Rationale for varied spaces: different modes need different rooms, and they need them a) at-will and b) simultaneously. We need space that can hold many, a few, and one. And we need it whenever we need it. Seeking to have floor-space at maximum load is optimizing the wrong thing.
Rationale for togetherness: in settings where we’re trying to emphasize collaborative learning, there’s really only one show-stopper: the person we need is only accessible via appointment. We want to minimize those occurrences.
(side note: this is not a slur on working remotely. We can be remote in the same space, too. It takes just what it takes to be collocated in the same space: money & attitude.)
3: Support the collaborative enterprise culturally.
There are many small items here — culture isn’t slogans — but the gist is that we seek to both encourage & reward those among us who work well together. Some sub-items. 1) abandon 95% of meeting appointments. 2) abandon tracking below the level of team. 3) establish core collaboration time. 4) ask for swarming & mobbing & pairing. 5) vary session structure and session leadership, both, and dramatically.
4: Catch up to the last 50 years of research in motivation.
And accept that the humans who work for you are humans before they’re employees, and employees before they’re geeks.
(or maybe humans before they’re geeks, and geeks before they’re employees? Consider that an edit.)
Rationale: a staggering number of people still think carrot and stick is how you achieve maximum performance. We have considerable evidence that this doesn’t work when that performance requires simultaneous creativity and technique.
Bear in mind, from my RAMPS ideas or those of the HBR, or Pink’s Summary, or Flow: Autonomy and Mastery are keys to this population.
5: Start seeing variety-of-practice in your organization as a positive not a negative, and avoid premature standardization.
Rationale: the trade is still changing at a pace no other technology has ever changed, and it’s been doing it for fifty years. We need varied practice because fixed practice can not possibly keep up.

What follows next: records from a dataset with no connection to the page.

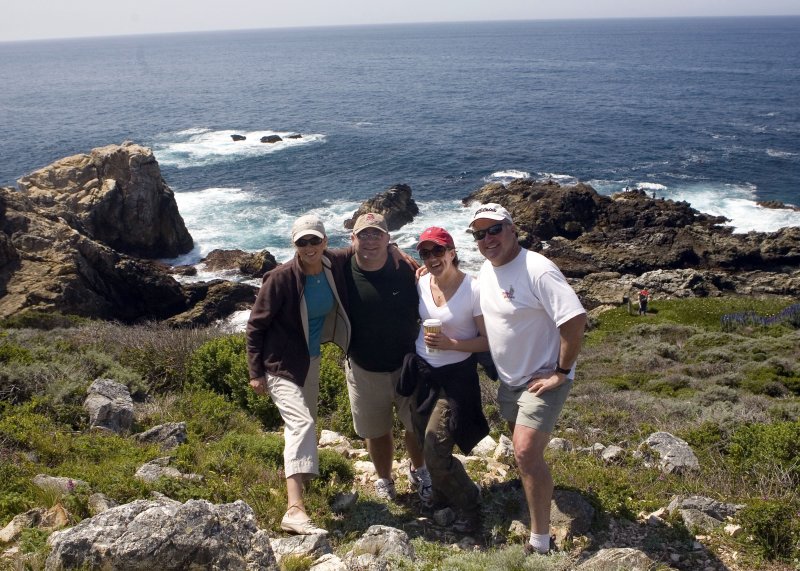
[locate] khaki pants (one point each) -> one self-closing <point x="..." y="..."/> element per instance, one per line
<point x="298" y="408"/>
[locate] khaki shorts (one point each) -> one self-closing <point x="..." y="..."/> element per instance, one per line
<point x="519" y="406"/>
<point x="372" y="398"/>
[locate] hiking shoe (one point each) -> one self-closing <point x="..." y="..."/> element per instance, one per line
<point x="301" y="526"/>
<point x="530" y="549"/>
<point x="421" y="480"/>
<point x="384" y="489"/>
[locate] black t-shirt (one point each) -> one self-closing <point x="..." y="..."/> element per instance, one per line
<point x="384" y="313"/>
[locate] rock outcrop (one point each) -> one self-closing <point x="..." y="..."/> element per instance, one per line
<point x="396" y="206"/>
<point x="164" y="534"/>
<point x="115" y="195"/>
<point x="110" y="406"/>
<point x="63" y="240"/>
<point x="630" y="233"/>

To the extent you need to fix enterprise policy at all, define such policy in terms of "risk we can’t afford", and let individual teams solve the risk in different ways. As long as its solved for each team, we actually don’t even want one solution.
6: Make your entire organization worry about minimizing WIP in their daily context, and build an ethic around finding "what’s the next tiny step that is not-definitely-wrong?"
Rationale: too much WIP and too much attention to the future are the two great killers of mind-work, because they both expand mental bandwidth requirements far beyond the limits of normal humans.
For WIP teams multi-task almost as effectively as individuals do, which is to say, not very well at all. We will never get to a pure "one thing at a time" approach, but the closer we get to it, the better we’ll do.
For attention to the future, the reality is that sitting and thinking about the future is dramatically overvalued in our trade. No one, absolutely no one, knows where we are going to be six months from now. Hazard a guess, pick a not-definitely-wrong step, and act. Repeat.
That’s my list for now.
We could talk at length about how avoiding these ideas is preventing us from growing and keeping geeks. Some of them are obvious, some of them less so.
To pick one at random: what does variety-of-practice have to do with geek growth and retention? When we prematurely standardize it has two effects aside from just locking us in to obsolete ideas.
That prevents us from growing & keeping geeks by reducing both their ability to innovate and their will to do so. It makes every team the same, every company the same, and when all the companies are the same, the one who pays the most will win.
Similarly with the others. Anyway, feel free to probe & challenge. As always, these muses are WIP for me.
I’ll say again what i’ve said before. This is about enlarging our focus. At one time, the trade only ever spoke about "the made" — the product we wish we could build. This movement is about enlarging that focus to include "the making" and then again to include "the makers".
Growing and keeping geeks can be done, but only if we’re actually trying to do it.